On April 6 at the Customs Retreat, Dean of First-Year Students Michael Martinez announced that if Upper Class Advisors (UCA) provide alcohol to their freshmen, they will be stripped of their roles and removed from their freshmen halls.

While many students have objected to this as a change in policy, Dean Martinez said that is not the case.

“It has always been expected that UCAs not supply alcohol to first-year students,” said Martinez. “Doing so is clearly an illegal act, and UCAs do not owe it to anyone to personally assume such risk over situations they cannot control.”

He also stated that consequences for prodiving alcohol that “jeopardize a student’s Customs position are also nothing new,” and there is no change in how those violations are regulated.

Rather, according to Dean Martinez, “students will continue to be trusted to act in accordance with the responsibilities and expectations of their Customs roles and with the Honor Code.”

Dean Martinez also said that violations to the policy will each be considered “independently and relative to its individual circumstances.” His intention in bringing up the matter was to “eliminate any ambiguity about this expectation next year.”

Students are divided over how this policy was presented, and its significance for Customs, the Honor Code, and the alcohol policy in general. Future UCA Ryan Gilliom, class of 2015, shared her opinion on the matter.

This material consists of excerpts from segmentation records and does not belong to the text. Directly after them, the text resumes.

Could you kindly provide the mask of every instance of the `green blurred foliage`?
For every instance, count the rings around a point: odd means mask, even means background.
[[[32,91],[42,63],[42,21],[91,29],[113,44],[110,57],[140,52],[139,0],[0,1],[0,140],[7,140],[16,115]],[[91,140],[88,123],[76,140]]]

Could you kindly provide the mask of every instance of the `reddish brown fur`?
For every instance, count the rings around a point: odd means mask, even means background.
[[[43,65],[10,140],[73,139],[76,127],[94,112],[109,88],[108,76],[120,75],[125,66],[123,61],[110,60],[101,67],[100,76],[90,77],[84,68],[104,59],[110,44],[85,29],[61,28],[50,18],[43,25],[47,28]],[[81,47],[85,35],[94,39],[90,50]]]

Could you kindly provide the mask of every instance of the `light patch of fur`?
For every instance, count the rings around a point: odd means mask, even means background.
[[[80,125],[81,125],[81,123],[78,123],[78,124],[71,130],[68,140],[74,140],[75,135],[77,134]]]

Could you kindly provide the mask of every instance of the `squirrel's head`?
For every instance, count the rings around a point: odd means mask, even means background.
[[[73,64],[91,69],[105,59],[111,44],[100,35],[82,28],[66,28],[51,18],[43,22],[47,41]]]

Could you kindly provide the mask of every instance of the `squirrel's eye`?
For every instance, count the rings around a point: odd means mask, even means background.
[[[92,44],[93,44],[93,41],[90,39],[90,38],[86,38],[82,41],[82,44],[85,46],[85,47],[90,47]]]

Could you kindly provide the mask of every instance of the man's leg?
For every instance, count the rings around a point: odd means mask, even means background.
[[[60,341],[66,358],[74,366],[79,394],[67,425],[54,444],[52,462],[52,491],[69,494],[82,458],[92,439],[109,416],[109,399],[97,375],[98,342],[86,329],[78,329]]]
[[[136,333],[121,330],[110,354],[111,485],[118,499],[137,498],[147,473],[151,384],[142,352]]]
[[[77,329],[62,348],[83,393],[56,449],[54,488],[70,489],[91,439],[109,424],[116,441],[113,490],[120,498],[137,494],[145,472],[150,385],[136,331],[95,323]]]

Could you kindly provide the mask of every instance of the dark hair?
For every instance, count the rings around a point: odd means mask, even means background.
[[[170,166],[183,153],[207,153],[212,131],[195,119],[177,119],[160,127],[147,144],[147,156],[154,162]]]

“It is completely within reason to prohibit UCAs from providing alcohol to first-years,” said Gilliom. “[The issue] is in the decision-making process behind the policy and the implications for the rest of the team.”

“The starkly punitive aspect of the new policy is also concerning to me,” Gilliom said, “both for what it is now and for what it could serve as precedence for in the future.”

Senior Jonathan Allen, a member of the UCA Committee and a UCA for the last two years, agrees with this policy. UCAs providing alcohol to freshmen, Allen said, is “a terrible idea.”

“[The policy] adds a helpful barrier of protection for the UCAs who wish to abstain from providing,” Allen said.

However, he feels that the consequence of removing a UCA from his or her hall is “a little extreme for Haverford.”

Allen is worried about what would happen to a Customs team if a UCA were to be removed, and believes it could be beneficial for Dean Martinez to discuss different possible consequences with this year’s UCAs and next year’s UCAs.

“My concern is that if some of the more common routes for obtaining alcohol are cut off, it could encourage more unsafe drinking, such as that which happens at other colleges with more strict alcohol policies,” Allen said.